Dopo la bocciatura del piano Paulson-Bernanke da parte del Congresso americano, c’è da domandarsi se il Paese leader globale, che tra l’altro fornisce la moneta per gli scambi internazionali, ha compreso la gravità di quello che ha fatto e continui a gingillarsi con “ideologie” liberiste-rigoriste gravemente ferite dai suoi stessi comportamenti. Credo che sia tuttora in atto negli Stati Uniti una sottovalutazione degli effetti geoeconomici e geopolitici della crisi di sistema che ha generato e ho il sospetto che lo stesso stia accadendo in Europa, la quale invece è ora chiamata, si spera con l’accordo del Giappone e della Cina, a dare una risposta congiunta, forte e precisa, per impedire di venire travolta dalla follia americana. Quando scoppiò la bomba atomica, Fermi disse che il problema principale non era la situazione che aveva creato, ma l’emergenza culturale, cioè l’incomprensione delle conseguenze di quanto era accaduto. Non pare fuori luogo accostare questo drammatico evento e connesso giudizio con le vicende in corso. Non verremo colpiti dai mancati rimborsi dei crediti subprime, ma dal non aver visto a tempo la valanga a cui gli Stati Uniti avevano dato avvio.
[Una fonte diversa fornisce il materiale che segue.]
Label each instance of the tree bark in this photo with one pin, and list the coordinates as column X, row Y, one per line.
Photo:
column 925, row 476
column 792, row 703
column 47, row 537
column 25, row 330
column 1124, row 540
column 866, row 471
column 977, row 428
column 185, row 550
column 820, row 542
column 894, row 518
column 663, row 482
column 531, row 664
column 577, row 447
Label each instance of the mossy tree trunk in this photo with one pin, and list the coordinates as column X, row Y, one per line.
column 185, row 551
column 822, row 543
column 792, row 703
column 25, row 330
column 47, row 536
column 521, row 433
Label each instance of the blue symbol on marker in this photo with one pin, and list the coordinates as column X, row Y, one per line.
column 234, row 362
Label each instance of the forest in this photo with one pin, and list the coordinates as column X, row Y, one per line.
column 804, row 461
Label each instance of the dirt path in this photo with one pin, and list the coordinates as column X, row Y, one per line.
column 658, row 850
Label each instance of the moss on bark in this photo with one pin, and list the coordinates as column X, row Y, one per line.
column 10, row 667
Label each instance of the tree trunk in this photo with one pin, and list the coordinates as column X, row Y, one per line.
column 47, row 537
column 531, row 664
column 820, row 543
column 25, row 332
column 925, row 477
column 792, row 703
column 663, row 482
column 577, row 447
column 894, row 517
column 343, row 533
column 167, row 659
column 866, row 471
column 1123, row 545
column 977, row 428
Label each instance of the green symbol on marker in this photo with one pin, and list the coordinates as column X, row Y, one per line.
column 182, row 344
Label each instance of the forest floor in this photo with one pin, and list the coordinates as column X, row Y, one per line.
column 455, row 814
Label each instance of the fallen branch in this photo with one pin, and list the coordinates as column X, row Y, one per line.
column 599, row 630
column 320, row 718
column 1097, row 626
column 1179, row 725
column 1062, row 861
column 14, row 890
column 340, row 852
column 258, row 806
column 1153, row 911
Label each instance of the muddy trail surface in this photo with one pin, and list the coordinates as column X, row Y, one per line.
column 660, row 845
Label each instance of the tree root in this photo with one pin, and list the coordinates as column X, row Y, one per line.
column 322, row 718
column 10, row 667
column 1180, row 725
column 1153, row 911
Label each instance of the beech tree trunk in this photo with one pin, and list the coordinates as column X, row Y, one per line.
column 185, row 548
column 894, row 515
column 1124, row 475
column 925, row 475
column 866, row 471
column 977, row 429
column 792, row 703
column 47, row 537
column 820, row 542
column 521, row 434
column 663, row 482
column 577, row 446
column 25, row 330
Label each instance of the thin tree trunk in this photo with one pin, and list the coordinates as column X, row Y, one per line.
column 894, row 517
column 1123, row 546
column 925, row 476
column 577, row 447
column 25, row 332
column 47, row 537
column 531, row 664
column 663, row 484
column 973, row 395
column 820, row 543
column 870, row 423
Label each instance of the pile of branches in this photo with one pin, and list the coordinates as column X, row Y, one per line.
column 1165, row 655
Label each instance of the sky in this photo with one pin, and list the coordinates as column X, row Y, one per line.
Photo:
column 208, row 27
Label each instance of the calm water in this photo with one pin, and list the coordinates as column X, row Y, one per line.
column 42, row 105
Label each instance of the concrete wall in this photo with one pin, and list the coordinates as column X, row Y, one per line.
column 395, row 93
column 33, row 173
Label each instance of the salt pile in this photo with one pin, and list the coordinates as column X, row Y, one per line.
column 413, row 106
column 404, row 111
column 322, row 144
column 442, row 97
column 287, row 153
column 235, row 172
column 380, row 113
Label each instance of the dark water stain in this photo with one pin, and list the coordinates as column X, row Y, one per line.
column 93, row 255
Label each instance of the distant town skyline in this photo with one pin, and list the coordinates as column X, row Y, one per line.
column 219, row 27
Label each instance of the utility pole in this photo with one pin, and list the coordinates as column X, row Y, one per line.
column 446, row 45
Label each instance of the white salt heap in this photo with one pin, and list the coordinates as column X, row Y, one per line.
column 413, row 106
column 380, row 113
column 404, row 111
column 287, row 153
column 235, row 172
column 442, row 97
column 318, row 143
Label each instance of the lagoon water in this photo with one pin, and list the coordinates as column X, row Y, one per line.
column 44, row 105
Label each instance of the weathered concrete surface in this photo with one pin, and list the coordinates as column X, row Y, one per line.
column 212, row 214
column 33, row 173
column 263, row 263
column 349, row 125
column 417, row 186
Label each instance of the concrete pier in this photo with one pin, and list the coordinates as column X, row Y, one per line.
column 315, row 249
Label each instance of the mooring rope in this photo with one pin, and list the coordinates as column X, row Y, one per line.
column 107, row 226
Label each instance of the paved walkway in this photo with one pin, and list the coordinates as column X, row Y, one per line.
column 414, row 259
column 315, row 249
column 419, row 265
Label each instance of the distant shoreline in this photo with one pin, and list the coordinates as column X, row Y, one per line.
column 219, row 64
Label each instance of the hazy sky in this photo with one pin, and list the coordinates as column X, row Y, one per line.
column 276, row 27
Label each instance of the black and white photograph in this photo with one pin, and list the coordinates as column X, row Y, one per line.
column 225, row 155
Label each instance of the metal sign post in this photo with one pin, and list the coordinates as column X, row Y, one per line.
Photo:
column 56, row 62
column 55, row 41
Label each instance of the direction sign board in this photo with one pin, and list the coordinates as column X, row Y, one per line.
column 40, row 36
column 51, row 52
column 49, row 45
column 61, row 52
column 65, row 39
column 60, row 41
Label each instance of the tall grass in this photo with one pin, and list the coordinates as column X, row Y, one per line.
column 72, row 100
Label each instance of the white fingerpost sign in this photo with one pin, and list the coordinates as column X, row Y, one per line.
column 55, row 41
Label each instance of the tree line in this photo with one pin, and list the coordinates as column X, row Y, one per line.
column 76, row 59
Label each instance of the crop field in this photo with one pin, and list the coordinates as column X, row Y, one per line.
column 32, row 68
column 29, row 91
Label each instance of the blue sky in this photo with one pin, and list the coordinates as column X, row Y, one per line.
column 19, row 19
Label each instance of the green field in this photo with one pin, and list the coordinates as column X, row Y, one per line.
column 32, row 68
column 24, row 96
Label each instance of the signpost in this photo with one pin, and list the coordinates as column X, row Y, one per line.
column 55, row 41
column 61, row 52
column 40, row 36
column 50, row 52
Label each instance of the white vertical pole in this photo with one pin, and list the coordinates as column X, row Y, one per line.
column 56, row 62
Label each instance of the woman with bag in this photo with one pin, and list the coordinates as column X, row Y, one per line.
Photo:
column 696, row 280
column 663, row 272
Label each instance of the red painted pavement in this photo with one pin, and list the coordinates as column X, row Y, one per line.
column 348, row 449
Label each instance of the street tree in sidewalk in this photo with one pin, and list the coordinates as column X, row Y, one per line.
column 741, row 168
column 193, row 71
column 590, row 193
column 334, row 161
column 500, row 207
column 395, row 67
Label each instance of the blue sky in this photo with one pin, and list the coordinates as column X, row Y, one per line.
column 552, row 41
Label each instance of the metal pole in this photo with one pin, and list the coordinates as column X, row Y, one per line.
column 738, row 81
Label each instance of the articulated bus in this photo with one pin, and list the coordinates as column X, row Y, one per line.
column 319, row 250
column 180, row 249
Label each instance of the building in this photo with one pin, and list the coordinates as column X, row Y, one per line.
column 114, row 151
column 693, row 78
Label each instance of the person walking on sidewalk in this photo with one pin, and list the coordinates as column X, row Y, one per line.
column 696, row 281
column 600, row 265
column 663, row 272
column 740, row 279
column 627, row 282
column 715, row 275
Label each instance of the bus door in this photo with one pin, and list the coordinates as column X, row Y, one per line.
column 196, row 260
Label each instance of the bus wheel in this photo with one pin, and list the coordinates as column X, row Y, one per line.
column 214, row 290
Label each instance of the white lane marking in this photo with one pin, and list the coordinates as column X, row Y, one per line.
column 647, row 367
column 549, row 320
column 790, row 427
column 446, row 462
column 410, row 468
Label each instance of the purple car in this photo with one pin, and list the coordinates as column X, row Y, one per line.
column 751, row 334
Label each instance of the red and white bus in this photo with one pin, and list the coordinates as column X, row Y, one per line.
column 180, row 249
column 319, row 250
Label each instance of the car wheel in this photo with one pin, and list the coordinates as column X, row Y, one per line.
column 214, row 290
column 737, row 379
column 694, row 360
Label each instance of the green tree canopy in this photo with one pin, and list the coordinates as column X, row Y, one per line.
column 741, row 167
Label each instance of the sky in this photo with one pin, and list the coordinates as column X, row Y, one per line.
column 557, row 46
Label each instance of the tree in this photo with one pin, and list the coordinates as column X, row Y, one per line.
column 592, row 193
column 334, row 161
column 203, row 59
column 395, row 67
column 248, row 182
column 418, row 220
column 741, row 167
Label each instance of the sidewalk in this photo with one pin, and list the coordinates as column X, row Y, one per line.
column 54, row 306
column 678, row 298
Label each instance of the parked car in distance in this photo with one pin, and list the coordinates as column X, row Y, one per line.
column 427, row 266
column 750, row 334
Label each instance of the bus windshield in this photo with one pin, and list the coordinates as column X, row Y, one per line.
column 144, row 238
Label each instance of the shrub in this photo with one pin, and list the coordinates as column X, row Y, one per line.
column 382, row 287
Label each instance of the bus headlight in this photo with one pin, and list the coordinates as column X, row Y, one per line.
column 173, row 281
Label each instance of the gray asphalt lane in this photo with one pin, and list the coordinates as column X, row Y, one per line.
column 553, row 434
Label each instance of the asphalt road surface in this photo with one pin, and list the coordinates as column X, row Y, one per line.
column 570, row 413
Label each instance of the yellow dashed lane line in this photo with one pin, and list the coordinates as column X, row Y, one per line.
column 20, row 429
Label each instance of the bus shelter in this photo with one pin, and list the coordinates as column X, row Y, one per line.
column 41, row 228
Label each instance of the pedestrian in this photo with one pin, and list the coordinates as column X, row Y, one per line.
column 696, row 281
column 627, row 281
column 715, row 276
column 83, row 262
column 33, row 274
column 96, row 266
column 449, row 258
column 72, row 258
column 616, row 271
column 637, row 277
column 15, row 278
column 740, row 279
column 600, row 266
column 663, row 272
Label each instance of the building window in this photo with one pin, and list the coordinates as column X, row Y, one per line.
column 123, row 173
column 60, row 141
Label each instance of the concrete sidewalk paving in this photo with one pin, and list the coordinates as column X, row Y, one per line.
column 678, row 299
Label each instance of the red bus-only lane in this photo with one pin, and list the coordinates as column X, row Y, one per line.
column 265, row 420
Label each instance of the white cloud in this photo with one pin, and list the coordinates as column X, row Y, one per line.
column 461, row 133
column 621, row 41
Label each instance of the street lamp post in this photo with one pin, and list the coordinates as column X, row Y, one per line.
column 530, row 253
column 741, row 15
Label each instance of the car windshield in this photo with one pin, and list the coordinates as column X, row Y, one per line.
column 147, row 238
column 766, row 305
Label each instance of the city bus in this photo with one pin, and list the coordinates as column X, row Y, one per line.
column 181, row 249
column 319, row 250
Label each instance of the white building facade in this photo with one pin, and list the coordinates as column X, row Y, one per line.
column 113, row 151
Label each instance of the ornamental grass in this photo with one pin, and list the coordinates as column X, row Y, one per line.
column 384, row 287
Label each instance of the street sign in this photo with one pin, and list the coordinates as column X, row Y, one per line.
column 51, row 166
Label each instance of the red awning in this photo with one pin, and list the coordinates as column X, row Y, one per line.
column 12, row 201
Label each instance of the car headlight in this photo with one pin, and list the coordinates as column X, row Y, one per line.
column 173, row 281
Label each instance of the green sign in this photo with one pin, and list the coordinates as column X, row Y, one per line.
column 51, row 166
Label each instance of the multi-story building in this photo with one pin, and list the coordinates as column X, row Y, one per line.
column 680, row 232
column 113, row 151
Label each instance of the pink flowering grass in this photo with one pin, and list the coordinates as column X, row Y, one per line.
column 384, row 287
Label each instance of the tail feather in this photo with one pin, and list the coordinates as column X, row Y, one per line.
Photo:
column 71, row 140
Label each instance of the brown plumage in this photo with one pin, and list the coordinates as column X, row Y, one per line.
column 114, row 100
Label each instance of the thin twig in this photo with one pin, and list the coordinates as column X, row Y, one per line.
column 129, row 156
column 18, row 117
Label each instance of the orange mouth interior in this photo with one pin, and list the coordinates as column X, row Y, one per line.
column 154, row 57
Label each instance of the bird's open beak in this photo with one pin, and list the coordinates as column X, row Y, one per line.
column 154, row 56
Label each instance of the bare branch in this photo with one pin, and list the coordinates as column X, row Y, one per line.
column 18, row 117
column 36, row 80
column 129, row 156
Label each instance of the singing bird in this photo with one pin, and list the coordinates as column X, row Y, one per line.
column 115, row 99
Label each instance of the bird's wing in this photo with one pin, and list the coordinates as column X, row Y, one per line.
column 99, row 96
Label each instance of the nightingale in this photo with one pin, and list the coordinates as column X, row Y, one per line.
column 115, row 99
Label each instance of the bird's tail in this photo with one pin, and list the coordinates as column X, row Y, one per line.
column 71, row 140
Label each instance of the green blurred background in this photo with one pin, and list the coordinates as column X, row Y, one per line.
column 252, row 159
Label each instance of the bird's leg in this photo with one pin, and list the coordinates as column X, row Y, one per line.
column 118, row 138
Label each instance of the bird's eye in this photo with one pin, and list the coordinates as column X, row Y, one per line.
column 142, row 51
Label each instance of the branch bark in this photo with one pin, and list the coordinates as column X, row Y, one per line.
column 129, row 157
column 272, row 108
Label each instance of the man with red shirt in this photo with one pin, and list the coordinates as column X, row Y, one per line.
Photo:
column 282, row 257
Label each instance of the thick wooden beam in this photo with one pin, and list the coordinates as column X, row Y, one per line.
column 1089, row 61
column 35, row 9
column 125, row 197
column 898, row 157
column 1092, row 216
I crediti subprime rappresentavano appena il 2% del credito totale interno americano. Il mercato finanziario poteva assorbire un mancato rimborso anche dell’intero ammontare. Alcuni intermediari sarebbero stati coinvolti ma, se si fossero isolati i singoli casi garantendo che nessuno sarebbe andato fallito, il sussulto iniziale sarebbe rientrato. Dal “problema che non esiste” si è passati ai salvataggi tardivi e, quando si è voluto “dare una lezione”, lo si è fatto nel momento peggiore. La palla di neve ha iniziato a scivolare e siamo ora di fronte a una valanga internazionale.

Il meccanismo che si è messo in moto è il seguente: le perdite sui crediti subprime hanno creato minusvalenze, queste sono state esaltate da una caduta delle quotazioni di Borsa e, in generale, dei valori di mercato e ciò si è riflesso in un deprezzamento di quasi tutte le attività finanziarie.

I capitali degli intermediari finanziari, già insignificanti, si sono contabilmente volatilizzati. Le banche, anche perché sottoposte a maggiori controlli, si trovano in migliori condizioni, ma la crisi nata nei crediti subprime è ora passata nelle mani del mercato che deprezza anche ciò che tale non è.

Le regole di contabilità prevedono l’abbattimento del capitale di fronte alla perdita di valore delle attività e poiché il mercato non accetta più nuove emissioni, il sistema finanziario è entrato in crisi sistemica. In una situazione già di per sé caotica, per far crollare il valore delle azioni di una banca o società finanziaria basta spargere la voce, anche infondata, che ci sarà un aumento di capitale.

Abbiamo da subito sostenuto che è necessaria una presa di posizione congiunta di tutti i Paesi che nessuno fallirà e che verrà ripreso il controllo della situazione per riportare la calma e la fiducia nei mercati. Alle condizioni venutesi a creare, è ormai chiaro che nessuno può dichiarare d’essere immune dalla crisi.